Kesimpulan yang dapat kita ambil hikmahnya adalah apapun yang terjadi pada diri kita itu adalah buah dari apa yang telah kita lakukan , hal inipun telah dijelaskan dalam Al-Qur'an maupun dalam hadits. Semoga kita
dijadikan oleh Allah selalu ingat dan hati-hati dalam bertindak baik dalam amal perbuatan, perkataan, dan hati serta dalam lindungan dan kasih sayangnya selalu.

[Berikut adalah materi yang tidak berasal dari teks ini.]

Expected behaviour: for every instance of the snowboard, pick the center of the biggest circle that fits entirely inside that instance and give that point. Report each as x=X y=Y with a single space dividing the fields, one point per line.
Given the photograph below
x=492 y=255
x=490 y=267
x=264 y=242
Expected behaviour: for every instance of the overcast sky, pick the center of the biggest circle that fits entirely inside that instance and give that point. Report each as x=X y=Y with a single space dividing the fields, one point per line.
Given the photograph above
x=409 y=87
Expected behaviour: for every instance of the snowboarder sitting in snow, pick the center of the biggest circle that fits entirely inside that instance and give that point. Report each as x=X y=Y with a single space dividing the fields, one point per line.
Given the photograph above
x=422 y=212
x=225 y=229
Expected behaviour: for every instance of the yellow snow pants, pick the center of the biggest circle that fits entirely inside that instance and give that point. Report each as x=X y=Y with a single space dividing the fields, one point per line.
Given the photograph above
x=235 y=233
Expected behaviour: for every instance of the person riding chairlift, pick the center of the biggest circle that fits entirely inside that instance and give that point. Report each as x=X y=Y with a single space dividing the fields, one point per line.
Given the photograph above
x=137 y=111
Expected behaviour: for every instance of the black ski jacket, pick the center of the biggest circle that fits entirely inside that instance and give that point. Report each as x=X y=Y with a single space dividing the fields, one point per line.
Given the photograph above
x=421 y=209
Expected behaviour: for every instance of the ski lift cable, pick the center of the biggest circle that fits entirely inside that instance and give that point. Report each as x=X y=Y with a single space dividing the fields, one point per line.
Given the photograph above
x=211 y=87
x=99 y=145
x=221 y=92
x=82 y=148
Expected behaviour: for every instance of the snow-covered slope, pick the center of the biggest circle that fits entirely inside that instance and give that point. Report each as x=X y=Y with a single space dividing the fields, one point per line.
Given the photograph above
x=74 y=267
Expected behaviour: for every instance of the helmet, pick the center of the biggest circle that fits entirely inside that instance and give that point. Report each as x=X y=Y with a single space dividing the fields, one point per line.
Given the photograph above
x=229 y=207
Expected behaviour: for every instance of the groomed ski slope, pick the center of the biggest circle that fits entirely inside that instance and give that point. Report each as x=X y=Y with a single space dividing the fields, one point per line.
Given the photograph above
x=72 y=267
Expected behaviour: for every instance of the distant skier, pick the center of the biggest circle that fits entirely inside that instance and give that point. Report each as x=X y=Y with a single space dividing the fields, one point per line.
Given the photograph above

Amiin.!

Selasa, 21 Oktober 2014

HATI KUNCI PEMEGANG HIKMAH

HATI KUNCI PEMEGANG HIKMAH

Hati kita seakan berkata,  kenapa tindakan kita selalu berlawanan dengan kebenaran dalam hati kita ? Mencoba kita kembali pada kalam Ilahi tentang apa yang membuat kita begitu terpesona dengan apa yang telah kita lakukan . Apa yang kita cari dan untuk apa kita cari? Kalau kita periksa apa yang kita lakukan hal semacam ini , kita akan tahu , kita sebenarnya dapat terjebak dalam lautan ilusi, ilusi yang tiada henti akan menjerumuskan kita kedalam jurang kenistaan.
Maka dari itu kita mencobalah merubah tatanan dalam hati kita mulai dari niat kita untuk selalu mencari ridlo dari Allah SWT. Lebih - lebih bila kita telah berkeluarga, kita akan dituntut dalam segala hal mulai dari mengayomi, menyayangi, menafkahi, mendidik, memberi contoh, dan bertanggung jawab akan segala hal yang terjadi dalam rumah tangga. Dalam hal ini saya akan membeberkan  sedikit tips dari suri tauladan agung nabi Muhammad SAW, Beliau pernah bersabda yang artinya : Apabila Allah menghendaki keluarga itu dalam kebaikan maka dijadikanlah keluarga itu: paham dalam agama, hormat pada yang tua dan sayang pada yang muda, saling memaafkan pada suami atau isteri, terbuka dalam urusan nafkah, serta saling mengisi kekurangan pada keduanya". Mungkin ini sedikit tips yang dapat kita jadikan pegangan dalam kehidupan berumah tangga. Semoga kita semua dijadikan oleh Allah SWT.  keluarga dalam kebaikan dan lindungan Nya. Amin ya robbal 'alamiin. SALAM !!!